Chris Ballar defeated Marlene Duwell in the race for probate judge. In the race to succeed Dawson Jackson for Superior Court judge, Kathy Schrader was the top vote getter with 43 percent of the vote. She will face second place finisher Tracey Mason Blasi in a runoff. The race for State Court judge to succeed Robert Mock is also headed to a runoff. The top two vote finishers were Emily Brantley (27.95 percent) and Pam Britt (26.87 percent).
Republican and Democratic voters had the opportunity to share their opinion on several issues through non-binding questions on the party ballots. The GOP ballot had five non-binding questions and the Democratic ballot had four statewide questions and four local questions.
Republican voters were almost evenly split on whether or not the state should offer casino gambling and direct the proceeds to education. A scant majority -- 50.25 percent -- said yes.
GOP voters were also split on whether citizens should have to register by political party in advance to vote in a primary. The majority -- 53 percent -- said no.
Republican voters were more united on whether gifts from lobbyists should be capped at $100 with 87 percent voting yes. GOP voters also showed strong support for allowing active duty military personnel under the age of 21 to obtain a Georgia weapons license (69 percent in favor) and for amending the state constitution to protect life from its earliest biological beginnings (66 percent).

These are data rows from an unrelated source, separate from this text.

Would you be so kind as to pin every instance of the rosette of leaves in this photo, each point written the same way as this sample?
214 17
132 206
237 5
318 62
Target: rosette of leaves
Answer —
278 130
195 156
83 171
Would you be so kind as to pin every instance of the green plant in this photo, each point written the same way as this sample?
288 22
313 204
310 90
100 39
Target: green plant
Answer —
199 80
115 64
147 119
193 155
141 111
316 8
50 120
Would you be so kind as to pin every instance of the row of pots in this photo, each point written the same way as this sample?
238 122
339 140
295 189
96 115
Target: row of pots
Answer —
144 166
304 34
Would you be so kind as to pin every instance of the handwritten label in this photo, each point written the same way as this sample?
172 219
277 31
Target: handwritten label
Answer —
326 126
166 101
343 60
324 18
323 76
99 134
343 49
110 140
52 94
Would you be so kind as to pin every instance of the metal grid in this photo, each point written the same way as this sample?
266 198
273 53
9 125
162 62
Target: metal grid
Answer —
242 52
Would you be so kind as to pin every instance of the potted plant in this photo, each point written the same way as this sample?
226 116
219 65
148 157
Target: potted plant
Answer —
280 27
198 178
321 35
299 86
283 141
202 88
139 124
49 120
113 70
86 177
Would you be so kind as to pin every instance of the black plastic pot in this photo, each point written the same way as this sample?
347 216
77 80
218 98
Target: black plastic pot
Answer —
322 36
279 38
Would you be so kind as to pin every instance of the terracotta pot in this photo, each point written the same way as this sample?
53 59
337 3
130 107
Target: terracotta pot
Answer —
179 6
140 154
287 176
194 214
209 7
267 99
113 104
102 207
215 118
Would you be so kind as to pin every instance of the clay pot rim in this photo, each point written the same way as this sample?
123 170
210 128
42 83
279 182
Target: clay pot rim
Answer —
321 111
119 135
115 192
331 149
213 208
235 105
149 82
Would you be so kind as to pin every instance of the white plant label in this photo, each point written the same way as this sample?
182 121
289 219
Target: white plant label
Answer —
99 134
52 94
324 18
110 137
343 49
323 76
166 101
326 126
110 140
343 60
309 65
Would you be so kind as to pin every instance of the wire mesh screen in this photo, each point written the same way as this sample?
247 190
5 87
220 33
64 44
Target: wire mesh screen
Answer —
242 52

Democrat voters showed support for ending the practice of unlimited gifts from lobbyists to state legislators (72 percent in favor), adopting an income tax credit for home energy costs (72 percent supported) and reducing sales tax on made in Georgia products (87 percent in favor).

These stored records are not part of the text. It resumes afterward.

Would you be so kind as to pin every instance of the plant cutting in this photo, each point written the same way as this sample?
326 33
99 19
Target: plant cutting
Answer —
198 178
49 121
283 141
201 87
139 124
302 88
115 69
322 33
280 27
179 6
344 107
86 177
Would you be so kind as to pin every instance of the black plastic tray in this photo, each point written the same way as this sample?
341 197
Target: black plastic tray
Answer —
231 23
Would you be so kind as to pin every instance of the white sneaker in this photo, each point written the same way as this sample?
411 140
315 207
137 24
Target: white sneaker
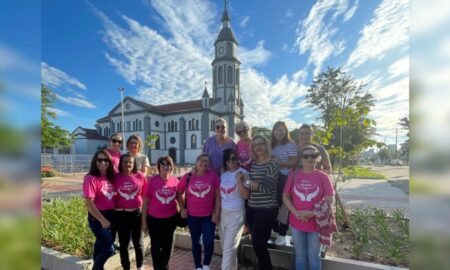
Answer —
280 240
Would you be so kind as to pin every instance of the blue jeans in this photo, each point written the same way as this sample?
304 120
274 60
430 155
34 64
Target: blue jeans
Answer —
201 226
307 250
104 239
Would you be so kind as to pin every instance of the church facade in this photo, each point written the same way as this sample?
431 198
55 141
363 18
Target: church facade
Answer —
182 128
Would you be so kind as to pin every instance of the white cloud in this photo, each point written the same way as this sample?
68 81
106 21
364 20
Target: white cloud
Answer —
315 35
80 102
244 21
399 68
388 29
54 77
179 65
59 112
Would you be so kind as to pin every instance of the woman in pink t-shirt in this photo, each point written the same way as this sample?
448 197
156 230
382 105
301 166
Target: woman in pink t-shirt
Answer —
304 188
98 193
159 212
202 209
115 142
130 186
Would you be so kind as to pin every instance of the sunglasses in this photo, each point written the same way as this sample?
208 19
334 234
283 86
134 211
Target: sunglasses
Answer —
312 156
100 160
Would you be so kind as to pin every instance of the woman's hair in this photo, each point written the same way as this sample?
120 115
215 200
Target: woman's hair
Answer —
93 170
242 126
136 137
164 158
134 170
266 145
284 140
227 153
115 134
194 169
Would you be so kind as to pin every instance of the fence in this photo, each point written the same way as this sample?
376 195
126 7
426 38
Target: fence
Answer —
66 163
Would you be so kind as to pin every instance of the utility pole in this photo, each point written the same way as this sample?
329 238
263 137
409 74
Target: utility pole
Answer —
121 89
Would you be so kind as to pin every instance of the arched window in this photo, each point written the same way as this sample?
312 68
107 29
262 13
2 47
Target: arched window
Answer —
230 75
220 75
193 141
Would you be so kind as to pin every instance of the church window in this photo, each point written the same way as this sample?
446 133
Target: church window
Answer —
220 75
230 75
193 141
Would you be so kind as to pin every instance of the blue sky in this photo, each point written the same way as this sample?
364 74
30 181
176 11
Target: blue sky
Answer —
160 51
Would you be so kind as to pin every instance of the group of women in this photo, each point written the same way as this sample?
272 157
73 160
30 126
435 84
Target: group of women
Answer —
255 183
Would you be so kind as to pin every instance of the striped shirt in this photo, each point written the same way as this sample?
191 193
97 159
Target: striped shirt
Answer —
265 196
282 152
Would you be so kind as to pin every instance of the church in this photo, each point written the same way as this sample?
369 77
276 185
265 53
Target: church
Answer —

Results of the other statewide question -- whether the state constitution should be amended to allow the state to override local school board decisions regarding charter schools -- showed 56 percent opposed.
In the additional Gwinnett County non-binding questions, Democratic voters expressed support for limited commercial flights out of Briscoe (54 percent) and casino gambling in Gwinnett County (53 percent). Democrats also agreed that $50,000 was an adequate salary for the Gwinnett County Board of Commissioner chairman (68 percent voted yes). Democratic voters were also united in their lack of knowledge regarding a Saturday early voting day for the November election with 77 percent indicating they did not know about it.